10/01/2026
📌 SEGURIDAD SÍ, PROHIBICIÓN NO: LA DIFERENCIA ENTRE GESTIONAR Y RENDIRSE
Estamos de acuerdo en algo fundamental: la seguridad de la vida humana en el mar no se negocia. Nadie defiende el desorden, el abuso ni la irresponsabilidad. Pero prohibir no es gestionar, y cerrar espacios por incapacidad operativa no es política pública, es renuncia a gobernar.
La Ley Orgánica de Municipalidades (Ley 27972) y la Ley del Sistema Nacional de Seguridad Ciudadana (Ley 27933) son claras: la municipalidad sí tiene responsabilidad en playas, balnearios y actividades recreativas, y debe prevenir riesgos, fiscalizar y articular, en coordinación con la Autoridad Marítima y la Policía. La ley no autoriza a esconderse detrás de comunicados; exige gestión activa.
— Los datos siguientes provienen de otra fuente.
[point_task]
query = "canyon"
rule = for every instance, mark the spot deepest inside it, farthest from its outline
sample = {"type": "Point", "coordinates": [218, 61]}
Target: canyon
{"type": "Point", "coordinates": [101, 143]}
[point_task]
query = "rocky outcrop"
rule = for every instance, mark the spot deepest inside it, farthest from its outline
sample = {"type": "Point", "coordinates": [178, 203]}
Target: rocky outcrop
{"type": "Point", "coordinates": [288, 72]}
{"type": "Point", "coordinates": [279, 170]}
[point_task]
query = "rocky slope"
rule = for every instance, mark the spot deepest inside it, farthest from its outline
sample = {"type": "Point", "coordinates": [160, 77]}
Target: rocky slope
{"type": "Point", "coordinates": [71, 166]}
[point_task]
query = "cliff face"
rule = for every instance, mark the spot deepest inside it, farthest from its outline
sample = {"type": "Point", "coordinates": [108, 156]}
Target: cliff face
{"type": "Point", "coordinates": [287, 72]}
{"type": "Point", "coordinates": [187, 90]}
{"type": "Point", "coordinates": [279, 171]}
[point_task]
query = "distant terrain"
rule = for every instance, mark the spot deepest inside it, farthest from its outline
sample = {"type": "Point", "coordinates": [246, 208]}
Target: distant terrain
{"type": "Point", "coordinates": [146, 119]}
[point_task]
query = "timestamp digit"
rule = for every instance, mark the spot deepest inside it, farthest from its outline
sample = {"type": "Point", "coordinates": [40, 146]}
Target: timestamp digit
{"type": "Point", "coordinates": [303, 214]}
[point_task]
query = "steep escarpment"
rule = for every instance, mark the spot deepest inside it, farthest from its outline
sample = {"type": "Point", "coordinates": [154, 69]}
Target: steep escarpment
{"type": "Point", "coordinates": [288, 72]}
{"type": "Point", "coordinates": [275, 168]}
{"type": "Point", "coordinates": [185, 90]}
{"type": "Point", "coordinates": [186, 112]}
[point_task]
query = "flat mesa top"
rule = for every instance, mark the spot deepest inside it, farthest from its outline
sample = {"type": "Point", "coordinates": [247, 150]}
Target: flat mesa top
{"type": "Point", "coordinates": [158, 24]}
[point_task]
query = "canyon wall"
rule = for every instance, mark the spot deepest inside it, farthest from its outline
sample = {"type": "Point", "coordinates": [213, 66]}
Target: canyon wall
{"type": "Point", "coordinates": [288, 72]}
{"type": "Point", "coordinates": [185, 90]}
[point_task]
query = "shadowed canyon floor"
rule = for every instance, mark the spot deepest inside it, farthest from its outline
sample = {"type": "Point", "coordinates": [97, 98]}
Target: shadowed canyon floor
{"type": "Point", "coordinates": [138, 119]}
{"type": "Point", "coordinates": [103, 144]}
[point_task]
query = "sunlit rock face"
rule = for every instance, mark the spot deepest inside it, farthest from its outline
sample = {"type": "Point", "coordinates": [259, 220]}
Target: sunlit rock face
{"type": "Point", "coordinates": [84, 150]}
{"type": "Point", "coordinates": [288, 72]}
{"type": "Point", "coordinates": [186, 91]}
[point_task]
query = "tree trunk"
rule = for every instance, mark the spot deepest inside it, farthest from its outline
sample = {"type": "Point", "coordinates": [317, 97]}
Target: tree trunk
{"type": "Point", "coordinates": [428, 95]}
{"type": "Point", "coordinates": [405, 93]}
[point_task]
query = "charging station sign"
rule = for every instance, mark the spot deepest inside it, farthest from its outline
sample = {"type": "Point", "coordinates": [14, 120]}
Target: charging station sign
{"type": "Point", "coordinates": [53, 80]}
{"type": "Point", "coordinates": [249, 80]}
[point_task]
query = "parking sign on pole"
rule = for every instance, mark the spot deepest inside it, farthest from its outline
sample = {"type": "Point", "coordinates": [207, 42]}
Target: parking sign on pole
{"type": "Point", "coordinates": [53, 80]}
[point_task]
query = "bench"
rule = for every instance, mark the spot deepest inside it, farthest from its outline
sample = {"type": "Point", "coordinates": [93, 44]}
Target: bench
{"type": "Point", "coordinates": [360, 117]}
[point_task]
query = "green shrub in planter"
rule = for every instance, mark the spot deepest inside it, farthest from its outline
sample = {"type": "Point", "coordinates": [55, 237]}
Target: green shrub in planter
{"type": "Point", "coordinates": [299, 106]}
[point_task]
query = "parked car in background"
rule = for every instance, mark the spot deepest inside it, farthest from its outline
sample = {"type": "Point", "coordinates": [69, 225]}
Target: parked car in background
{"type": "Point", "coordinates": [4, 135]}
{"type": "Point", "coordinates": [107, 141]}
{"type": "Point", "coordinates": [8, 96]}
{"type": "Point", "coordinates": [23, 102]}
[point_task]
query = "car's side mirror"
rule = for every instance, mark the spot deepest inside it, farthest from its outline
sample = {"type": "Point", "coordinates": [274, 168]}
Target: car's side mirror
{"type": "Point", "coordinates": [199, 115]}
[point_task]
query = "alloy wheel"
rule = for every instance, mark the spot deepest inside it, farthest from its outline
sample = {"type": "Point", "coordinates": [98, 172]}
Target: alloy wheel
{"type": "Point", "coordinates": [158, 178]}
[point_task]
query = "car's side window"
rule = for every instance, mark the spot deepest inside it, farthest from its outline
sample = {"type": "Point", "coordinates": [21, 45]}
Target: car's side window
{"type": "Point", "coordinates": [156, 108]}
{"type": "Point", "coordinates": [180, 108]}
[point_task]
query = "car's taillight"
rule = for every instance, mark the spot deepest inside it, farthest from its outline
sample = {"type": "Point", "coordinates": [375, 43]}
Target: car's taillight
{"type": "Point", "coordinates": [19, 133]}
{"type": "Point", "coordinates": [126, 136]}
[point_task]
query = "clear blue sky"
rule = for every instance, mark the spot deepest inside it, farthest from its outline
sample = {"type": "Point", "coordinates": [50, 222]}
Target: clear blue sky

El Banco de Camotal no es un problema nuevo. Desde hace años es visitado como atractivo turístico y deportivo por punteños y visitantes. Pretender resolver esa realidad solo con prohibiciones revela una falta total de previsión, planificación y trabajo interinstitucional.
Cuando no hay personal capacitado, ni brigadas acuáticas, ni medios de apoyo, lo fácil es cerrar. Pero lo fácil no siempre es lo correcto.
La municipalidad no es dueña del mar, pero tampoco es una espectadora. Tiene presupuesto público, deberes legales y responsabilidad política. Usar la “seguridad” como argumento para bloquear actividades deportivas y recreativas legítimas termina siendo una forma de discriminación, disfrazada de protección, producto de la incapacidad de gestionar.
La solución nunca fue prohibir.
La solución es regular, delimitar zonas seguras, capacitar personal, coordinar con Capitanía y Salvataje, y acompañar a los vecinos y deportistas responsables. Eso es gobernar. Todo lo demás es excusa.